Don’t get caught with your participle dangling in the wind
At the risk of pathetic fatalism I’m going to come clean right at the beginning that I’m not sure if it’s possible to write something interesting about grammar, so at this point I apologize. However, you’re not exactly going to be spared either. My condolences…
It’s hard to say exactly where language is headed these days ( English, if you really want me to betray my inherent cultural bias. But I figure every language’s pundits furrow their brows at this bugaboo. But I digress…). Contrary to what my tyrannical grade eight english teacher(Gr. E. T.) would have you believe, grammar is not absolutely set in stone.
As you’d probably quickly gather from watching MuchMusic, YTV, or any youth-oiented television channel, there are a whole bunch of words in play which I’m sure would give my Gr. E. T. an aneurysm. “Hollah” does not mean “call me” to him, but then again, he probably uses phrases like “let’s shag ass” when he was ready to go and refers to a girl in a skirt as having great “gams.” My point is, popular language changes over time.
So does formal language. For instance, thou was at one point the English equivalent of the French tu and you of formal vous. But as you’ll notice no one except some hung-up lovesick English major really uses thou, and even then he only uses it to try and score points with some foolish young frosh woman who swoons at romantic poetry ( if there are any left). Besides, I’m sure the up lovesick English major doesn’t use thou when he’s later telling his fellow up lovesick English majors at the bar later how he struck-out.
The constant evolution of the way we speak and write is a reality. If it didn’t we’d sound like this: Us is riht micel __ææt we rodera weard, wereda wuldorcining, wordum herigen, modum lufien! ( It’s Old English, the first verse of Genesis, if you really want know.) But then again, in 1000 years the way we write and talk now will be regarded with similar incomprehensive looks and scratching of heads. It’s a long way from Old English to what we have now, yet we see this process everyday.
A Brief Interpolative Anecdote to Help My Point
One day I was passed by by some youths (actually they were 19-year-olds) and overheard this conversation:
Youth 1: Yo! You know Steve?
Youth 2: Yo! Yo! Yo! I know Steve! Yo! He’s mad cool!
I could picture the vein in my Gr. E.T.’s head throbbing. However, it seemed to me that though there was only an age difference of four years, I almost found them incomprehensible (not that different, mind you. I’m with it. I say ‘yo’ and ‘word,’ but I can’t help but inculcate my usage of them with a certain amount of un-hip irony and self-consciousness).
All this points to some important questions: Who determines what is appropriate language? What are the criteria involved? It’s hard to say.
A lot of what passes for canon law in language usage is based upon arbitrary tradition. For instance, there is no real logical metaphysical reason why we use felt instead of feeled, or that the plural of goose is geese, but the plural of moose isn’t. It’s the lingual equivalent of cultural norms, like “guys wear pants and not skirts.” Sure you can flaunt these sorts of arbitrary decretum, but it gets awkward. Especially if you’re a guy and you wear a skirt to work. Even in less formal language some norms and restrictions are unbeatable. For example, it is literally impossible to use fuck as an adverb.

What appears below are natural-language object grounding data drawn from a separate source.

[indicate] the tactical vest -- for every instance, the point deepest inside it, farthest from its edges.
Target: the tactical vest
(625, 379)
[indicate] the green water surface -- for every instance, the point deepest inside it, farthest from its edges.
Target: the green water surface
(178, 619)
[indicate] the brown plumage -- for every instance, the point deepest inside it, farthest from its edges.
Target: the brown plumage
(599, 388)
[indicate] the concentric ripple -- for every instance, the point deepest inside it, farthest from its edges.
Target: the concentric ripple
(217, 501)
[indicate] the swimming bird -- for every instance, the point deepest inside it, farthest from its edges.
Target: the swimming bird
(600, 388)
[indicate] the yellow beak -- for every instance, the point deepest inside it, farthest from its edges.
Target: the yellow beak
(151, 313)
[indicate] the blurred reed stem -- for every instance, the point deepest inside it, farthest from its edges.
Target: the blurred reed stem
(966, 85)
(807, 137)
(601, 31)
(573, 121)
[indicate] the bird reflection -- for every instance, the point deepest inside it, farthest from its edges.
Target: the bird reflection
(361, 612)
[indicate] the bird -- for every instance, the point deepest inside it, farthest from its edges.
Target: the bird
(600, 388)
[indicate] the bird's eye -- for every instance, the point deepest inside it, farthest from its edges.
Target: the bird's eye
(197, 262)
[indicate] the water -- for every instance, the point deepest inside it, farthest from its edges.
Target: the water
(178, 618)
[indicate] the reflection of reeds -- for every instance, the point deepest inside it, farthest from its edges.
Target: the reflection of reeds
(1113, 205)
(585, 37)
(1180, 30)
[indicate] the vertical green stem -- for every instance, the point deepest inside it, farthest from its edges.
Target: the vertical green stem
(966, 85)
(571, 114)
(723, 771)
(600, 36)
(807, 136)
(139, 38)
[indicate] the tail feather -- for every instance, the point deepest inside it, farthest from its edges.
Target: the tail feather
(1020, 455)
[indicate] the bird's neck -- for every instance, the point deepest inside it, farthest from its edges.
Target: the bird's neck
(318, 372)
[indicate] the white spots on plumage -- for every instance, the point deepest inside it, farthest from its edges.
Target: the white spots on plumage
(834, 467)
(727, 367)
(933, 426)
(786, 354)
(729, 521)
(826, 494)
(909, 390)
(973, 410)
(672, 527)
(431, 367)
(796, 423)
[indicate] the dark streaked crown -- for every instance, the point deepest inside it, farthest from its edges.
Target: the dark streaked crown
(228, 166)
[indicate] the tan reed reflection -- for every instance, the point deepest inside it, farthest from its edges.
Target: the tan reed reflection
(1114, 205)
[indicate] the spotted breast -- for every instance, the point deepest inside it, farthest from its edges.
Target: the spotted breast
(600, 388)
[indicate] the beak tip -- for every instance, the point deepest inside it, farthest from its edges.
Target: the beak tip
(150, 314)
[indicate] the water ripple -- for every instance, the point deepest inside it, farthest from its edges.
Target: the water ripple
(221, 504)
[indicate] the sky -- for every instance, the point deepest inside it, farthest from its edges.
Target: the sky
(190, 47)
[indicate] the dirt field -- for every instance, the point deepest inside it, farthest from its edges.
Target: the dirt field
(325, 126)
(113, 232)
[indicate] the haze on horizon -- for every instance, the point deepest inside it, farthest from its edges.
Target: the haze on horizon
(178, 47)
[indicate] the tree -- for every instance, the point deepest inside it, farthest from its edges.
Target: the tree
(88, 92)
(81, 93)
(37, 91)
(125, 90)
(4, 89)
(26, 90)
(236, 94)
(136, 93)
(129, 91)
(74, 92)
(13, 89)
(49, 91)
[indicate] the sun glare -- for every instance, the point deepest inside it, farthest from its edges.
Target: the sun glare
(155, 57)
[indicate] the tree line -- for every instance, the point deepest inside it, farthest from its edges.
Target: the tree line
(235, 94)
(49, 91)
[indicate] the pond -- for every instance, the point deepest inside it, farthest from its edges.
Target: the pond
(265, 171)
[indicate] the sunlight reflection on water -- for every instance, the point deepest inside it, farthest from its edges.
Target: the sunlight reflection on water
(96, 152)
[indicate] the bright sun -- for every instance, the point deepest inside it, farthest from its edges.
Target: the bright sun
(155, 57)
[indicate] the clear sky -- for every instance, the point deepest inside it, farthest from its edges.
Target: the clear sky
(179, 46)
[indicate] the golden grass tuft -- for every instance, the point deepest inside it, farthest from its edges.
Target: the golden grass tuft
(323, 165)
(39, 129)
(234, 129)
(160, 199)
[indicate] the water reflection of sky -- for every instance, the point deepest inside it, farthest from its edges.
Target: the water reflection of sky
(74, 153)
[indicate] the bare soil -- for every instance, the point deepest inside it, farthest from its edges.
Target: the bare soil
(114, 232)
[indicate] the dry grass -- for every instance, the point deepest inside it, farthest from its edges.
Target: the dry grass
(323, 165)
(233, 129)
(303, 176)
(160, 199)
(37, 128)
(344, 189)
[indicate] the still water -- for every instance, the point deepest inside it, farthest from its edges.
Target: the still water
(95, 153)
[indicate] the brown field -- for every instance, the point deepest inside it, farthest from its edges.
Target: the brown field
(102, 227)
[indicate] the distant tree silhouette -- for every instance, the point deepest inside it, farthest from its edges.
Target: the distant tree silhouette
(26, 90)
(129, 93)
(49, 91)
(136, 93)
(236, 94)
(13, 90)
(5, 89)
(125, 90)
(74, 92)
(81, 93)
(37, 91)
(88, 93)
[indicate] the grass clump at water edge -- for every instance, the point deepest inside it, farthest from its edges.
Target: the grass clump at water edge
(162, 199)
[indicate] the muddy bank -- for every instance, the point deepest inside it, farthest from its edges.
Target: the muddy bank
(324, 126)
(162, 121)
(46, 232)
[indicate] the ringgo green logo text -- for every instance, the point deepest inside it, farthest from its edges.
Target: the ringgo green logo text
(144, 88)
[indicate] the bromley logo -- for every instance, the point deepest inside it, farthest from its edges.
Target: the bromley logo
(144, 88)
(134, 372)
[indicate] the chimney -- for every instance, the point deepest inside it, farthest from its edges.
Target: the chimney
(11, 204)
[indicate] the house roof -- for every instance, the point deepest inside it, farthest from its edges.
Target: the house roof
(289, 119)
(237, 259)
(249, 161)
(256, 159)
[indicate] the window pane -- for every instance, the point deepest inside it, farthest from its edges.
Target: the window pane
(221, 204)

Just like in culture there is a perpetual conflict between the old traditions and newer developments. My Gr .E. T. used to complain on a regular basis about how kids threw like around (ie. “I, like, saw Johnny at Macy’s and she was, like, totally giving him her, like, phone number.”) and how this was simply an inappropriate way to speak. Even though it seems to have received a certain amount of acceptance in casual speech, it is rare that you’ll find it written down except in, like, ironic and satirical capacities. But the linguistic phenomenon of like is receiving greater academic attention, such as by Muffy Siegel of Temple University, whose research tries to pin down the nature of like’s usage in modern language. Maybe this will make like a little more likable to the grammatical old-guard out there (though it doesn’t seem likely).
In the end the battle over appropriate and inappropriate language boils down to context. Formal grammar and word usage will always butt its heads against the various dialects and slang terms out there, a conflict that often manifests itself in grannies vigorously ramming soap into precocious seven year-old mouths. There is a place, time and particularly effective and aesthetic benefit to all linguistic evolution in most respects. Just remember, a lot of the time, it’s a fine line between cookies and soap.